Son başbakan Yıldırım da, içki içer veya içirirken besmele çekecek kadar dindardır(!) Allah, “hakla bâtılı karıştırmayın” (2/Bakara, 42) desin, bu işi ustalıkla yapar. İzmir’de seçim konuşmasında şunları söylemişti: "Beceriksizliklerini örtmek için bunu çok iyi kullanıyor. Ama ideoloji karın doyurmuyor. İstanbul’da Nişantaşı, Beyoğlu, Çiçek Pasajı var. İstanbul’daki yaşam tarzının İzmir’den ne farkı var?

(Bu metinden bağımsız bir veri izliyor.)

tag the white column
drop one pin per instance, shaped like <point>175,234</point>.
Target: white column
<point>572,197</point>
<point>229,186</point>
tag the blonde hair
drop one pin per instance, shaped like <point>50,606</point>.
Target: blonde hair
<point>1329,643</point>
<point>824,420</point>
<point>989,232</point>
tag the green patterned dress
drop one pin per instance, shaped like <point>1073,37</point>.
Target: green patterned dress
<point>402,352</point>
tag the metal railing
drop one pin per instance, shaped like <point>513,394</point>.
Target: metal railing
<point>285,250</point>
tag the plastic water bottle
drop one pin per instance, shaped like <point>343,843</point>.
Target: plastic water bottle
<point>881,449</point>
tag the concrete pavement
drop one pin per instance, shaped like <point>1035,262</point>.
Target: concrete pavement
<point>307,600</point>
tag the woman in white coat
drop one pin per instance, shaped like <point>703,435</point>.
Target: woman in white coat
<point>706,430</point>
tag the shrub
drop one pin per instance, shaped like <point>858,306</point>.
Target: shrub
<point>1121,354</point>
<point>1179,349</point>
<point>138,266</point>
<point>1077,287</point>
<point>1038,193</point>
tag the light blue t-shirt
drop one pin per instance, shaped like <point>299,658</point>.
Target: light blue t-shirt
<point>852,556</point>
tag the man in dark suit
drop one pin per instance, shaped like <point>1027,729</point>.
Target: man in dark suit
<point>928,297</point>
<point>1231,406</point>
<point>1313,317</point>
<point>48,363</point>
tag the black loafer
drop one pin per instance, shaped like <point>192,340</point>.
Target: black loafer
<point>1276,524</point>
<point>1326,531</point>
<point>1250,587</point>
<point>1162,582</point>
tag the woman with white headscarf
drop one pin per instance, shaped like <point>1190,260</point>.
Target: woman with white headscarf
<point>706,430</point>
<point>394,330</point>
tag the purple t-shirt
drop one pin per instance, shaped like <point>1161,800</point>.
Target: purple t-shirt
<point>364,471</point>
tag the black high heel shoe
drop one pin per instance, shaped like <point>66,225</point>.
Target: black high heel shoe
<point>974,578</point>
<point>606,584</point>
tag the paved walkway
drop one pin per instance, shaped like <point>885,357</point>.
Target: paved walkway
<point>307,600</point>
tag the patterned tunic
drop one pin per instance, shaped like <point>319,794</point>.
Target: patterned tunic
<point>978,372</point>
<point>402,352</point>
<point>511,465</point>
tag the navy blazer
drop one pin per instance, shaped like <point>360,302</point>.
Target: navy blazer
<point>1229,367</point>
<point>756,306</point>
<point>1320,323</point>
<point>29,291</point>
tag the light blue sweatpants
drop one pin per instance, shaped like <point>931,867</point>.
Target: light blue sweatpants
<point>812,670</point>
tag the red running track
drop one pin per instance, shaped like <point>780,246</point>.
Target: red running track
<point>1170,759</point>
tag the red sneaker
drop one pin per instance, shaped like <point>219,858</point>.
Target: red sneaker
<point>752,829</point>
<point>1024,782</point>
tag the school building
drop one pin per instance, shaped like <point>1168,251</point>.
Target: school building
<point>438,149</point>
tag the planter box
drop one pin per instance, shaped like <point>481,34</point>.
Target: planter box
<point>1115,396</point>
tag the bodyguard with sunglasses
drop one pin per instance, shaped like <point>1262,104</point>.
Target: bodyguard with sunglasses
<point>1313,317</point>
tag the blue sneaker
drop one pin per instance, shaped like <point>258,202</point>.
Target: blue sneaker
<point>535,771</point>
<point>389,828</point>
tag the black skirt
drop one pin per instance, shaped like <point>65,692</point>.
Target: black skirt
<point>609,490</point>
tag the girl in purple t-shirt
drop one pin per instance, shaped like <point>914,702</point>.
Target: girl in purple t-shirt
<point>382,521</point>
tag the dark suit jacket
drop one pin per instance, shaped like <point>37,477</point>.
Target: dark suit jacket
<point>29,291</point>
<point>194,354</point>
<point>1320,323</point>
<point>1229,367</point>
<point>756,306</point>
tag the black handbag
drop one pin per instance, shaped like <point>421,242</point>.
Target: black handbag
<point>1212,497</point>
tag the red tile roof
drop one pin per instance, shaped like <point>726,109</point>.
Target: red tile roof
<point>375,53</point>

Rakısını içme, balığını yeme, eğlenceye gitmede bir farkı var mı? Tekirdağ’da iki rakı fabrikası vardı, bizim dönemimizde şimdi 18 tane. Ben hayat tarzına karışacağım ama nasıl? İzmirlilerin daha iyi şartlarda yaşaması, Kordon’da rakısını içen, balığını yiyen hemşehrilerimin kokudan burnunu tutmaması için çalışacak, orayı tertemiz hale getireceğim. Öbür türlü karışmam söz konusu olmaz. Evimin içinde yapmadığım şeyi İzmir’e neden yapayım?” Hâlbuki Kur’an, İçkinin, kumarın ve tapınmak için dikilmiş taşların, yani heykellerin ve fal oklarının (şans oyunlarının) şeytan işi birer pislik (şeytanın çıkardığı pislik) olduğunu söyleyerek, onlardan kaçınmadan kurtuluşun olmadığını ifade eder (5/Mâide, 90).
Başbakanlığı kendi uhdesine alıp resmen fesheden eski başbakan da Kur’an hükümlerini güncelleştirme, laiklikle İslam’ı bağdaştırıp birleştirme çabasındadır.
Balık baştan kokmakta; düzen, resmî kurumlar, kapitalistleşmiş çevre sivrisinek üretmektedir. Bataklık kurutulmadan fâhişe sivrisineklerle mücâdele sonuç getirmeyecektir. Tevhîdî iman hâkim kılınmadan ahlâkî öğütler, delik kabın içine su doldurmak için çalışmaya benzeyecektir. Fuhşa bulaşmış insanların zührevî hastalıklar yanında rûhî hastalıklar, psikolojik anormallikler içine düşüp her konuda sapıklaştıkları ve çevrelerini de her yönden rahatsız ettiklerini göz önünde tutmak gerekir.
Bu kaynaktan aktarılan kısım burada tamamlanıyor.